You can see by plugging in the points that this equation is true on the points $A$, $B$, and $C$. By completing the square we can also show that it is the equation for a circle. The method works because there is a unique circle passing through $A$, $B$, and $C$.

Answer 2

How can the equation be the equation of the required circles???

It described the family of circles passing through $A$ and $B$, and then picked the appropriate element from that family.

If you have a point $(X,Y)$ on a circle with center $(x,y)$ and radius $r$, its equation is

$$r^2=(X-x)^2+(Y-y)^2=X^2-2Xx+x^2+Y^2-2Yy+y^2$$

which is of the form $(X^2+Y^2)+aX+bY+c=0$ with $a=-2x,b=-2y,c=x^2+y^2-r^2$. So as long as $4c<a^2+b^2$ you can always turn an equation of this form back into a circle.

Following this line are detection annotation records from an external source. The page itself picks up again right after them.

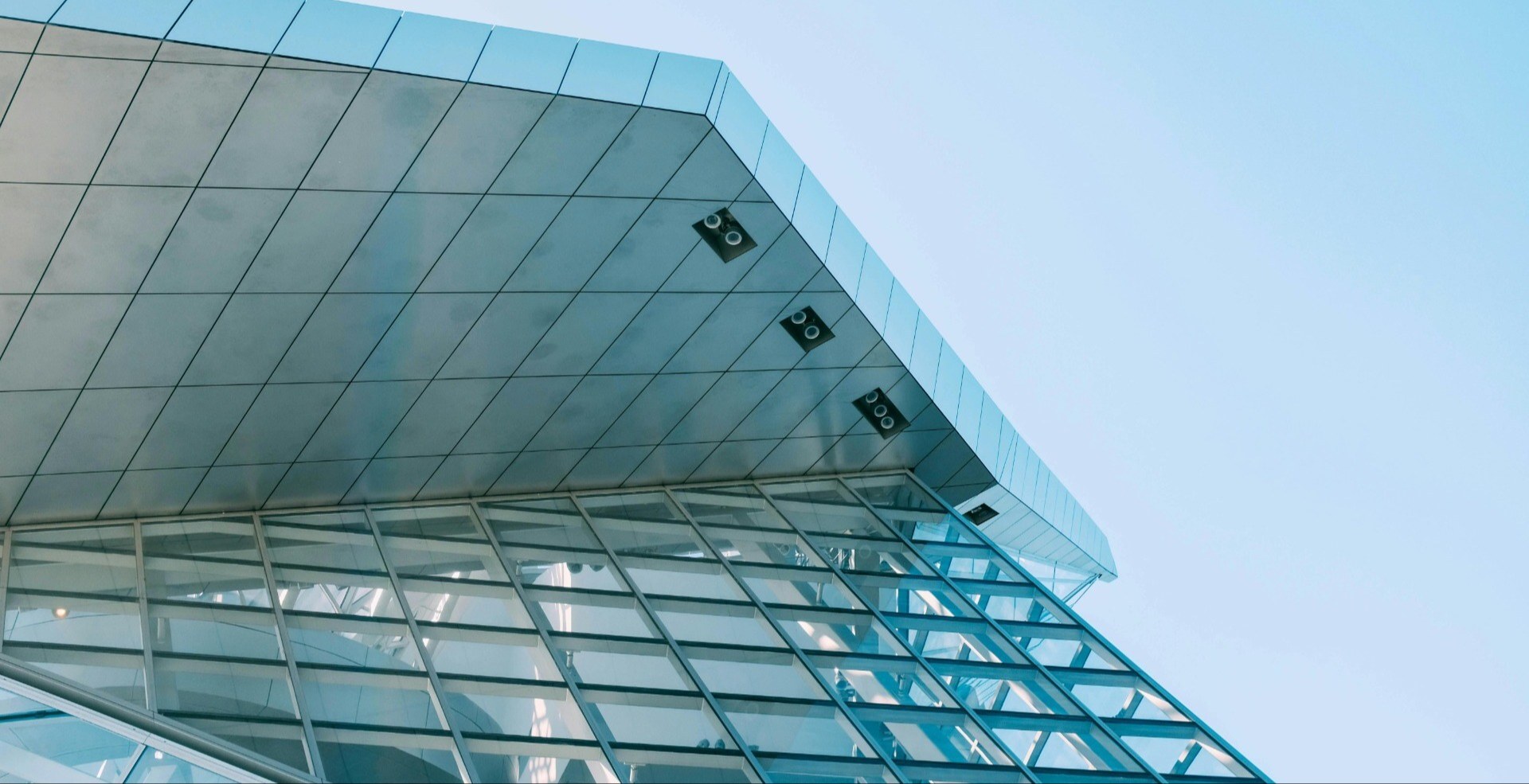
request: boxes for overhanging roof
[0,0,1115,576]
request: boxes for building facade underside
[0,0,1266,782]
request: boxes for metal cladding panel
[0,0,1115,578]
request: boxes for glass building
[0,0,1266,782]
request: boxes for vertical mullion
[569,493,769,781]
[753,482,1040,781]
[893,470,1272,781]
[663,488,911,781]
[468,501,621,778]
[835,480,1165,781]
[0,527,15,649]
[361,506,483,781]
[251,513,329,781]
[113,732,150,781]
[133,520,159,714]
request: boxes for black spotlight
[780,307,833,352]
[693,208,758,261]
[854,388,908,439]
[966,505,999,526]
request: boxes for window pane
[10,526,138,596]
[5,592,143,649]
[764,480,891,538]
[5,643,148,706]
[143,517,260,561]
[143,556,271,607]
[154,656,296,718]
[286,613,424,669]
[276,567,404,618]
[372,506,483,541]
[382,536,509,581]
[480,498,600,550]
[442,679,595,739]
[298,666,442,729]
[505,547,627,591]
[401,578,530,628]
[468,738,614,784]
[261,512,385,573]
[675,485,789,529]
[148,603,281,659]
[419,623,563,680]
[314,727,462,784]
[685,646,827,700]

The equation of a line, on the other hand, is something like $dX+eY+f=0$. So if you combine them to $S+\lambda P=0$ you get

$$(X^2+Y^2)+(a+\lambda d)X+(b+\lambda e)Y+(c+\lambda f)=0$$

which again has the form of a circle equation. And since each individual term of the sum was zero for $A$ and $B$, their sum must be zero there as well. So you know that this will always be a circle through $A$ and $B$. And since you know it contains two real points, you don't have to worry about the $4c<a^2+b^2$ condition I wrote above, since if that were violated you'd have zero or imaginary radius, and couldn't have two real points located on the circle.

Why should the circle have AB as diameter

It doesn't really matter what circle you start with. You could take any circle passing through $A$ and $B$, although a different choice would lead to a different value of $\lambda$. But the one with the diameter is easiest to compute.

As a variant, you can play the same game with two different circles passing through $A$ and $B$, and do $S_1+\lambda S_2=0$. Then you'd get an equation which starts with $(1+\lambda)(X^2+Y^2)$ but since you could as well divide the whole resulting equation by $(1+\lambda)$ it would still be a circle. (Except if $\lambda=-1$, then you'd have a line instead, so that happens if $A,B,C$ are collinear.) The only problem is that if $C$ already lies on $S_2$, you'd get a division by zero. To avoid that you could write $\lambda S_1+\mu S_2=0$, and you could compute these as e.g. $\lambda = S_2(C)$ and $\mu = -S_1(C)$ to ensure that $C$ satisfies the combined equation.

Answer 3

The topic is called “family of lines”.

It says, from A and B, form (using two-point form) P, the equation of AB.

It also says, form (using A and B as endpoints of diameter) S, the equation of the red circle. [There is a simple formula for doing that too.]

For different values of λ, S + λP = 0 represents a family of circles passing through A and B.

For a specific value of λ, that equation will be the circle that passes through C.

The co-ordinates of C can be used to determine that value of λ. Hence, the equation of the circle passing through A, B, C is known.